A triangular stone structure on the summit of Isluga is probably an Inca archaeological site, although its purpose is unclear. There are traces of at least one site at the foot of the mountain and of wood used as signpost. Such mountaintop sites are widespread in the Central Andes and there are further ones on the mountains close to Isluga. Further archaeological sites are west and especially south of Isluga; they include fortifications known as pucaras, lithic deposits, tombs including chullpas, towers and pre-Columbian villages. Notable are the fortification of Pukar Qollu/Pukara de Isluga and the prehistoric cemeteries of Chok'e Qollo, Chullpas de Sitani, Cistas de Najrraya and Usamaya close to the town of Isluga; Isluga itself has maintained the character of an Andean village and features a colonial-era church that is a Chilean national monument.

== Mythology and religious importance ==

Isluga is a sacred mountain, among the holiest in the region especially for Enquelga. Its inhabitants considered it the wife of its neighbour Cabaray, and it was implored for rain, riches and health. The Chipaya people used to implore hills and mountains like Isluga to not let the winds blow. Many Aymara and Uru-Chipaya communities view the Isluga area as their place of origin.

The volcano also features in mythology. Numerous supernatural beings were thought to associate with the mountain, as well as some Christian miracles. Many of these supernatural beings are potentially dangerous; the fumaroles for example were thought to become irritated if people approached them, and the waters issuing from Isluga were considered "evil". Other tales feature battles (in which Isluga took part) between the male mountains Tata Sabaya and Sajama for the female mountain Tunupa or the exile of another mountain Esmeralda/Huantajaya who used to dwell on Isluga and its neighbours to the coast.

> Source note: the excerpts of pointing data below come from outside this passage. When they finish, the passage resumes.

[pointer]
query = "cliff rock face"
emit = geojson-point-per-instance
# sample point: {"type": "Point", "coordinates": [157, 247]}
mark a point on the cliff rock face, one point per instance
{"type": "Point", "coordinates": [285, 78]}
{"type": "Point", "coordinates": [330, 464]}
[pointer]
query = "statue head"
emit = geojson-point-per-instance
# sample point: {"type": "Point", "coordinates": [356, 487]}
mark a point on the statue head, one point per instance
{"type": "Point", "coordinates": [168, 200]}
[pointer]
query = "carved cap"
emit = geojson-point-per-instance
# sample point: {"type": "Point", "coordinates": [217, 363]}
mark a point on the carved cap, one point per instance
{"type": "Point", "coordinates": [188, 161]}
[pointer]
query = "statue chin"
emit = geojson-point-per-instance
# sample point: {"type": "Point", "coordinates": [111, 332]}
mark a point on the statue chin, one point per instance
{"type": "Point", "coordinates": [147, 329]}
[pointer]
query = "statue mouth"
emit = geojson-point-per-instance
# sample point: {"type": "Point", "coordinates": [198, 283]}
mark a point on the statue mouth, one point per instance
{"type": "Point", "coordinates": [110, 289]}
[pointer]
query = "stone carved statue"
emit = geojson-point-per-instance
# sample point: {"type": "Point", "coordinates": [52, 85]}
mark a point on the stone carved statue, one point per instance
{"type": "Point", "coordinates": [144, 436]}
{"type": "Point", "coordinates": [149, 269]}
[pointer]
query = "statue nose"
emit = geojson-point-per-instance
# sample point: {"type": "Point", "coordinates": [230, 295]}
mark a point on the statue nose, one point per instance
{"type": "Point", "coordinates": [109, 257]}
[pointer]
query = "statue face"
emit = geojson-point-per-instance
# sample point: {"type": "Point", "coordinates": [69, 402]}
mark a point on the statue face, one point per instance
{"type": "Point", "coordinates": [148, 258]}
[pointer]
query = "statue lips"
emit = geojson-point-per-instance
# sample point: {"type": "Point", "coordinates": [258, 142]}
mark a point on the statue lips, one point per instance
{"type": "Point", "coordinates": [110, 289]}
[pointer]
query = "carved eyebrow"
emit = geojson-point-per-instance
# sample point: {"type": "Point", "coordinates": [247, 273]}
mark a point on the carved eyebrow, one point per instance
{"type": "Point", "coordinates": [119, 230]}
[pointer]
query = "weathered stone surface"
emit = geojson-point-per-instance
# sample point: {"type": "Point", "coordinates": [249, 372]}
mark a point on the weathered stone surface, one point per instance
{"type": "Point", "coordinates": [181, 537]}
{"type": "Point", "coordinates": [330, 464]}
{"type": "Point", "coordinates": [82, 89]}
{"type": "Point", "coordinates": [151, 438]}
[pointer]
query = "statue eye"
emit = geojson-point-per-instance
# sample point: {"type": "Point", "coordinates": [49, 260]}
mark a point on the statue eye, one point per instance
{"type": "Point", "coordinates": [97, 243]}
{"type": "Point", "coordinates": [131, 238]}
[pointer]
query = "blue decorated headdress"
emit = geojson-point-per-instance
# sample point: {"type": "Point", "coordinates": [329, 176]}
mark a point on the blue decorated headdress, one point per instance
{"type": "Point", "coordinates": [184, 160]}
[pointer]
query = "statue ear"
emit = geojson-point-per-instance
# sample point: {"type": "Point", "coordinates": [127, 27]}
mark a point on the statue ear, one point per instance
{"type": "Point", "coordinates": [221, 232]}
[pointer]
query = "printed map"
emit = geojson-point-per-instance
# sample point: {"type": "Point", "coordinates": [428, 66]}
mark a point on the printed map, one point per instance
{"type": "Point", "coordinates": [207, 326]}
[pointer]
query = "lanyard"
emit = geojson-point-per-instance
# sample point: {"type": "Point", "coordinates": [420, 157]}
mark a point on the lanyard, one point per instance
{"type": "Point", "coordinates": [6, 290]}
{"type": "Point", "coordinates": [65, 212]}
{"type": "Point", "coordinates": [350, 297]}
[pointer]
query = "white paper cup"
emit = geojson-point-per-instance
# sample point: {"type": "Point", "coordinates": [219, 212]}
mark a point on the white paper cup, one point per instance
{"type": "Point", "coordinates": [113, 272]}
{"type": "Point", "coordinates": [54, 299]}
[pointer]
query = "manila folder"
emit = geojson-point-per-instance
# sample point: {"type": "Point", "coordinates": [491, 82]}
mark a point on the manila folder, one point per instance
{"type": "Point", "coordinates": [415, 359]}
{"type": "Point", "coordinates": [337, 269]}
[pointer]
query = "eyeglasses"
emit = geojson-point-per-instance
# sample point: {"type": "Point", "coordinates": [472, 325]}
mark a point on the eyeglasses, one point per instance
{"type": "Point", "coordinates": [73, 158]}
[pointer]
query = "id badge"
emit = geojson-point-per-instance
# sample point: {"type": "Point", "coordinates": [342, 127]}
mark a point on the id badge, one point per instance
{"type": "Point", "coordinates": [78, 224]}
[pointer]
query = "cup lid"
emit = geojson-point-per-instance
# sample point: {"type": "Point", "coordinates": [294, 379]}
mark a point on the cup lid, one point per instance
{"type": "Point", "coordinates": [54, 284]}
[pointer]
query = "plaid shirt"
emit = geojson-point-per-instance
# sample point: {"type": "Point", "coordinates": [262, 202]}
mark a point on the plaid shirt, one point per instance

== Threats and monitoring ==

Isluga is a potentially active volcano; the Chilean SERNAGEOMIN considers it the 41th most dangerous volcano (out of 87) in Chile, making it a medium-risk volcano by their definition. The volcano is potentially a source of the arsenic that contaminates regional watercourses.

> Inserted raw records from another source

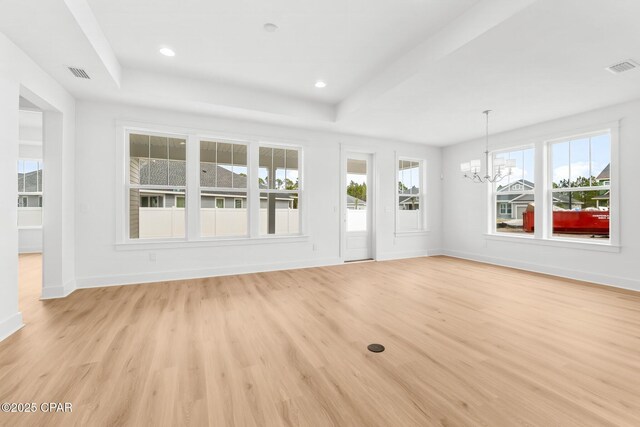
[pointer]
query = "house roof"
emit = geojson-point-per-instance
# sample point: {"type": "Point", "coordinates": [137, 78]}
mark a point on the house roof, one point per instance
{"type": "Point", "coordinates": [605, 174]}
{"type": "Point", "coordinates": [354, 200]}
{"type": "Point", "coordinates": [523, 182]}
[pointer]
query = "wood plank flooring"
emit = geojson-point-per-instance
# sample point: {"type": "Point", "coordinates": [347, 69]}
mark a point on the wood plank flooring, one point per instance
{"type": "Point", "coordinates": [467, 344]}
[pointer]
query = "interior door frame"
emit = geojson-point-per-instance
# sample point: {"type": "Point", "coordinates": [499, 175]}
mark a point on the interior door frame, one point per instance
{"type": "Point", "coordinates": [372, 190]}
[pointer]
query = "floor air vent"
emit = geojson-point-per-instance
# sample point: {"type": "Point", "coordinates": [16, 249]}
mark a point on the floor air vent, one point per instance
{"type": "Point", "coordinates": [623, 66]}
{"type": "Point", "coordinates": [79, 73]}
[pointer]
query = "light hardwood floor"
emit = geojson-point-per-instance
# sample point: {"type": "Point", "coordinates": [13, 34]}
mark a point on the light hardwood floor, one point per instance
{"type": "Point", "coordinates": [466, 344]}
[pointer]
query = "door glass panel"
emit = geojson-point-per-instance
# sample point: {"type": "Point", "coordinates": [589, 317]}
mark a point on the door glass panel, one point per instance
{"type": "Point", "coordinates": [356, 195]}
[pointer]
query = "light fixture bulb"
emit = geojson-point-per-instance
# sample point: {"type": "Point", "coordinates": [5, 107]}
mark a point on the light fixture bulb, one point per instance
{"type": "Point", "coordinates": [270, 28]}
{"type": "Point", "coordinates": [166, 51]}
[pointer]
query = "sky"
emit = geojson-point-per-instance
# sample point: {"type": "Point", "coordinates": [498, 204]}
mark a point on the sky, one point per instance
{"type": "Point", "coordinates": [569, 159]}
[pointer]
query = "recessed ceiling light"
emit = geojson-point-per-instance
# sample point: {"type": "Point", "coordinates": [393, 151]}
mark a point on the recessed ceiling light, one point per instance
{"type": "Point", "coordinates": [166, 51]}
{"type": "Point", "coordinates": [270, 28]}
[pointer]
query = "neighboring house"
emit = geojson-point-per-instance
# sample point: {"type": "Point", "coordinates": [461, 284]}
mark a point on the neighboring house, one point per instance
{"type": "Point", "coordinates": [355, 203]}
{"type": "Point", "coordinates": [512, 206]}
{"type": "Point", "coordinates": [30, 182]}
{"type": "Point", "coordinates": [604, 179]}
{"type": "Point", "coordinates": [409, 202]}
{"type": "Point", "coordinates": [172, 172]}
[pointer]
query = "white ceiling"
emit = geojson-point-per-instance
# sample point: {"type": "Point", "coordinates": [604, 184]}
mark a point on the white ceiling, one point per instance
{"type": "Point", "coordinates": [341, 42]}
{"type": "Point", "coordinates": [412, 70]}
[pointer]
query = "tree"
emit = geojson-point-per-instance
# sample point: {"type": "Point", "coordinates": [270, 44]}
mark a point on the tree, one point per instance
{"type": "Point", "coordinates": [357, 191]}
{"type": "Point", "coordinates": [582, 199]}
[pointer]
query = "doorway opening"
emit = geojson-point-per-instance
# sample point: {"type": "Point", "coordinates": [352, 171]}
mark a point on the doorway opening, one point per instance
{"type": "Point", "coordinates": [30, 167]}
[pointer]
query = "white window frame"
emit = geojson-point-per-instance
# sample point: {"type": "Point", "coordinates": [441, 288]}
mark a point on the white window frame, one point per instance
{"type": "Point", "coordinates": [25, 194]}
{"type": "Point", "coordinates": [614, 237]}
{"type": "Point", "coordinates": [192, 214]}
{"type": "Point", "coordinates": [543, 234]}
{"type": "Point", "coordinates": [245, 191]}
{"type": "Point", "coordinates": [299, 191]}
{"type": "Point", "coordinates": [422, 228]}
{"type": "Point", "coordinates": [493, 212]}
{"type": "Point", "coordinates": [142, 187]}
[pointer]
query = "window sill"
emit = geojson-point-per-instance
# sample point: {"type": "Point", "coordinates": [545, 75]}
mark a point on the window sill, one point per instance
{"type": "Point", "coordinates": [408, 233]}
{"type": "Point", "coordinates": [202, 243]}
{"type": "Point", "coordinates": [559, 243]}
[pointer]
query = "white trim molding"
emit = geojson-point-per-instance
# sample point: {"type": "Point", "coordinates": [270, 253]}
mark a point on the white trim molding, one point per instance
{"type": "Point", "coordinates": [10, 325]}
{"type": "Point", "coordinates": [600, 279]}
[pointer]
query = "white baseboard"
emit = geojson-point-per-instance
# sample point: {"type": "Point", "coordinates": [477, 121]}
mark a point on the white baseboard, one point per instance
{"type": "Point", "coordinates": [10, 325]}
{"type": "Point", "coordinates": [53, 292]}
{"type": "Point", "coordinates": [30, 250]}
{"type": "Point", "coordinates": [607, 280]}
{"type": "Point", "coordinates": [163, 276]}
{"type": "Point", "coordinates": [402, 255]}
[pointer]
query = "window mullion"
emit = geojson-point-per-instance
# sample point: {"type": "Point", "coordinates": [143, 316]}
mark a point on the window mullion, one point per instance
{"type": "Point", "coordinates": [253, 190]}
{"type": "Point", "coordinates": [192, 190]}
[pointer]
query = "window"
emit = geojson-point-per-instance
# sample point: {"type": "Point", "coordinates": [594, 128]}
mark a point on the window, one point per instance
{"type": "Point", "coordinates": [279, 183]}
{"type": "Point", "coordinates": [157, 204]}
{"type": "Point", "coordinates": [410, 195]}
{"type": "Point", "coordinates": [514, 194]}
{"type": "Point", "coordinates": [29, 193]}
{"type": "Point", "coordinates": [581, 186]}
{"type": "Point", "coordinates": [577, 200]}
{"type": "Point", "coordinates": [505, 208]}
{"type": "Point", "coordinates": [223, 187]}
{"type": "Point", "coordinates": [157, 173]}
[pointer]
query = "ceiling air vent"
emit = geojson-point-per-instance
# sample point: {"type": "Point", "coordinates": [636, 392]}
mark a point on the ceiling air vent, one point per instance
{"type": "Point", "coordinates": [79, 73]}
{"type": "Point", "coordinates": [623, 66]}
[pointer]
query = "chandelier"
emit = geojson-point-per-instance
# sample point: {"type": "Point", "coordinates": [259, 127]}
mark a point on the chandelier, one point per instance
{"type": "Point", "coordinates": [501, 167]}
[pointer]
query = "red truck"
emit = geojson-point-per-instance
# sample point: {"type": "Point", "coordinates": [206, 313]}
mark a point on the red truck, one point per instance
{"type": "Point", "coordinates": [573, 222]}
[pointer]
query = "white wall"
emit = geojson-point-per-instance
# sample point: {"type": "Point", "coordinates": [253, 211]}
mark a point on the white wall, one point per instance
{"type": "Point", "coordinates": [20, 75]}
{"type": "Point", "coordinates": [100, 262]}
{"type": "Point", "coordinates": [465, 224]}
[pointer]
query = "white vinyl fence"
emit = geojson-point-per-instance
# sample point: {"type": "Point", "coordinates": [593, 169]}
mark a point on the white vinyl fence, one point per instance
{"type": "Point", "coordinates": [356, 219]}
{"type": "Point", "coordinates": [169, 222]}
{"type": "Point", "coordinates": [29, 217]}
{"type": "Point", "coordinates": [409, 220]}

The volcano was monitored by OVDAS as of 2021. Informal volcano hazard maps have been published; they show that lava flow and volcanic bomb hazards are limited to a few kilometres from the summit, while lahars and pyroclastic flows can reach towns, Laguna Arabilla, farms, regional watersheds the Pisiga-Colchane border crossing and a regional road up to 10 km from the volcano. Volcanic ash fallout could affect more distant cities like Antofagasta, Arica, Calama and Iquique. Initial hazard management discussion took place after an increase in activity during April 2002, and some seismometers were installed by OVDAS in 2012 to monitor an increase of earthquake activity.